BRIEF DESCRIPTION OF DRAWINGS
[0033] FIG. 1 is a partial sectional view of a scroll compressor
according to an embodiment of the present invention.
[0034] FIG. 2 is a sectional view for showing an essential part of
an orbiting scroll that is located at a position where a
refrigerant's reaction force in a compression chamber becomes the
greatest.
[0035] FIG. 3 is an enlarged sectional view for showing around a
housing-side key of an Oldham coupling.
[0036] FIG. 4 is a perspective view of the Oldham coupling.
[0037] FIG. 5 is a perspective view of the orbiting scroll.
[0038] FIG. 6 is an explanatory diagram for showing a state where a
rotational torque of the orbiting scroll occurs.
[0039] FIG. 7 is a sectional view for showing an essential part of
a scroll compressor according to a comparative sample.
[0040] FIG. 8 is a graph for showing a state in which load acting
on each key of the Oldham coupling fluctuates according to a
revolutionary position.
[0041] FIG. 9 is a graph for showing a state in which load denoted
by F2 in FIG. 8 fluctuates according to a rotational speed.
[0042] FIG. 10 is a graph for showing a state in which a minimum
value of the load acting on each key of the Oldham coupling in the
present embodiment fluctuates according to a sliding direction of
the Oldham coupling.
BEST MODE FOR CARRYING OUT THE INVENTION
[0043] An embodiment of the present invention will be described in
detail with reference to the accompanying drawings. FIG. 1 shows a
scroll compressor (1) according to the present embodiment. The
scroll compressor (1) is connected to a refrigerating circuit, not
shown in any drawing, which performs a vapor-compression type of
refrigerating-cycle operation with a refrigerant circulated
therein.
[0044] The scroll compressor (I) includes a sealed dome-type casing
(10) with a longitudinal-cylinder shape. In the casing (10), a
scroll compressing mechanism (15) to compress the refrigerant and a
driving motor (not shown in any drawing) disposed below the scroll
compressing mechanism (15) are installed. The scroll compressing
mechanism (15) and the driving motor are coupled by a drive shaft
(17) that is disposed in the casing (10) so as to extend in the
vertical direction. Between the scroll compressing mechanism (15)
and the driving motor, a high-pressure space (18) filled with a
compressed gas refrigerant is provided.
[0045] The scroll compressing mechanism (15) includes a housing
(23), a fixed scroll (24) and an orbiting scroll (26).

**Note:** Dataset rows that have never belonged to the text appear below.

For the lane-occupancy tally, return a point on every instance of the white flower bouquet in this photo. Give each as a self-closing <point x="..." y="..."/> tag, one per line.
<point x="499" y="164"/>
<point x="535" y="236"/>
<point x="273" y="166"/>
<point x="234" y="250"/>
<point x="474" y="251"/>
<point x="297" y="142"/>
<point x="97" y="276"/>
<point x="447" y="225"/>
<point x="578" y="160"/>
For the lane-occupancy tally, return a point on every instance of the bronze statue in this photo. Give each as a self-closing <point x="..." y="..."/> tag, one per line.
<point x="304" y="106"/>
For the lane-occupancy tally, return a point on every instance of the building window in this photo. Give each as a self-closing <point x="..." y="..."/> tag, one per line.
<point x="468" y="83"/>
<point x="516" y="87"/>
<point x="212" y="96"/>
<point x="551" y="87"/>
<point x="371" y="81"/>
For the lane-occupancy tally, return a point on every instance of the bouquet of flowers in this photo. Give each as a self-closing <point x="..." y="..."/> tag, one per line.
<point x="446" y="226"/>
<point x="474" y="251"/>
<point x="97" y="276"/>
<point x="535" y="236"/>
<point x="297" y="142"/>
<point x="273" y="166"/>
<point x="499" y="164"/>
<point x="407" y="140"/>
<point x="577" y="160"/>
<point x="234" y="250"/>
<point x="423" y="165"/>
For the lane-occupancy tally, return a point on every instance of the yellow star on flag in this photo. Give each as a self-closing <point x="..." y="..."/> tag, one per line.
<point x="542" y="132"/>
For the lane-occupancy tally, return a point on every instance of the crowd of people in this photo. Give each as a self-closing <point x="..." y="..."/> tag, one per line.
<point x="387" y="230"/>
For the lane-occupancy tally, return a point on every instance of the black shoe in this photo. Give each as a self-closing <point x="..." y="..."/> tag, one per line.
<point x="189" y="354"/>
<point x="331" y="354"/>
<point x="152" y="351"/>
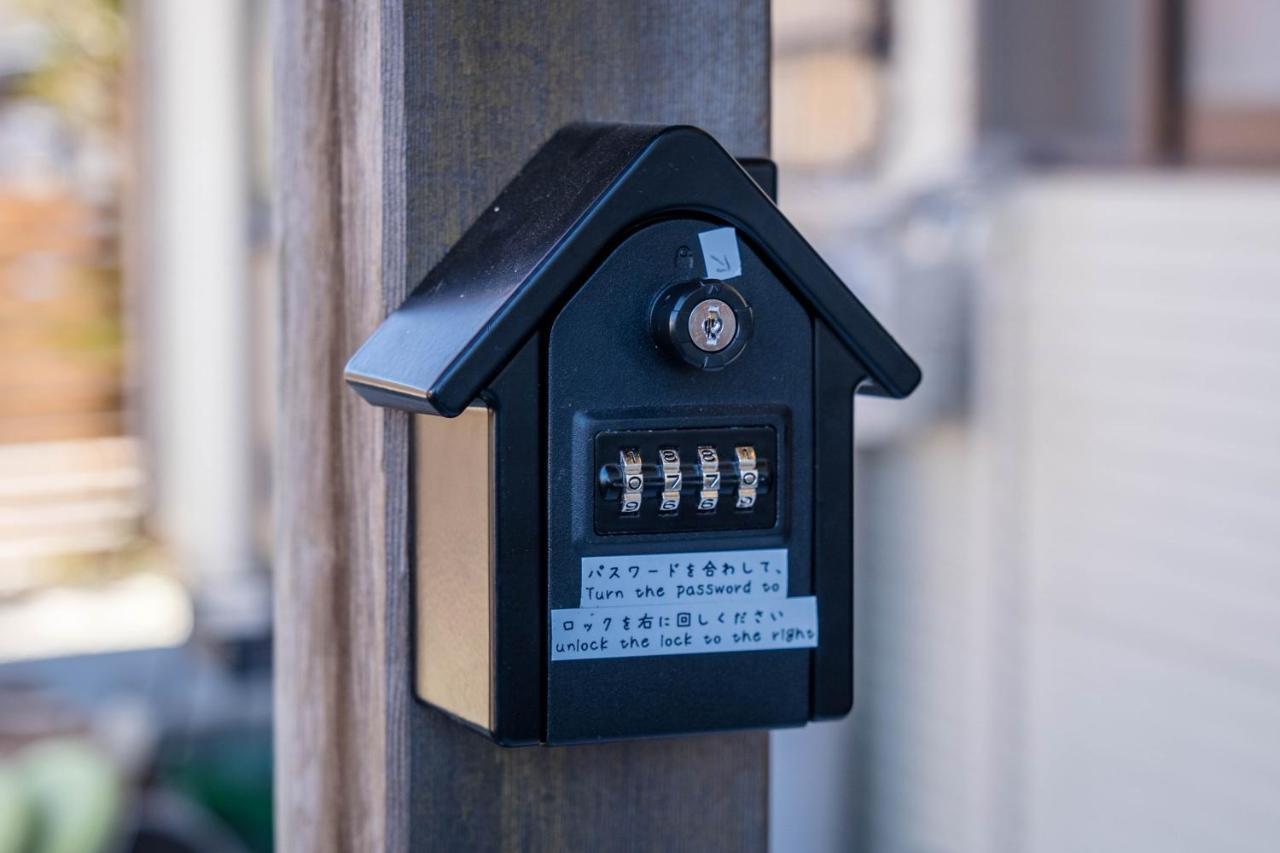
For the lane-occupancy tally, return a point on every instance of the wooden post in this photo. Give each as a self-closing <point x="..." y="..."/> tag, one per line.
<point x="396" y="123"/>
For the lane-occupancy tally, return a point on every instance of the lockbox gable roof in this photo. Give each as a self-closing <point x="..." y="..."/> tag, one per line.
<point x="544" y="232"/>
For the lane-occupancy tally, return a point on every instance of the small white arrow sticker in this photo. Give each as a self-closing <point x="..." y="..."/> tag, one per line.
<point x="720" y="254"/>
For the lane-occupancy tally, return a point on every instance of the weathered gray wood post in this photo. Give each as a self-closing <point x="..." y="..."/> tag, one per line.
<point x="396" y="123"/>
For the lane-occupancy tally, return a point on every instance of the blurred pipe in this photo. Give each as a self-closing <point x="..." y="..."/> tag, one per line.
<point x="195" y="263"/>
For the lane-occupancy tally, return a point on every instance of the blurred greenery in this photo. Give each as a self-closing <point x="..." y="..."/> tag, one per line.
<point x="81" y="76"/>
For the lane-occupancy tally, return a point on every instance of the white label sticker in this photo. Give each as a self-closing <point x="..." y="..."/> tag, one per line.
<point x="677" y="578"/>
<point x="696" y="628"/>
<point x="720" y="254"/>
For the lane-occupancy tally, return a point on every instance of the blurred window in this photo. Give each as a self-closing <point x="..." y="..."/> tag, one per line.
<point x="76" y="570"/>
<point x="1233" y="82"/>
<point x="828" y="59"/>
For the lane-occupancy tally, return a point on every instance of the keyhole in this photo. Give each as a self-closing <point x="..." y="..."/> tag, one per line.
<point x="712" y="325"/>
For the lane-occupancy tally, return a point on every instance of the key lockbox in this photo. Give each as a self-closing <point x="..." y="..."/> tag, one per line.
<point x="632" y="389"/>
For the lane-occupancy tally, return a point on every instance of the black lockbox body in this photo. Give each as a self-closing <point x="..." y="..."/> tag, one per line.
<point x="667" y="372"/>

The housing
(23) is a fixing member to fix the compressing mechanism (15) to
the casing (10), which is fixed to the casing (10) by pressure
inserting at its entire outer-peripheral surface. The fixed scroll
(24) is fixed to an upper face of the housing (23) so as to contact
thereto. The orbiting scroll (26) is disposed between the fixed
scroll (24) and the housing (23), which is constituted so as to be
movable to the fixed scroll (24).
[0046] The housing (23) is provided with a housing recess (31)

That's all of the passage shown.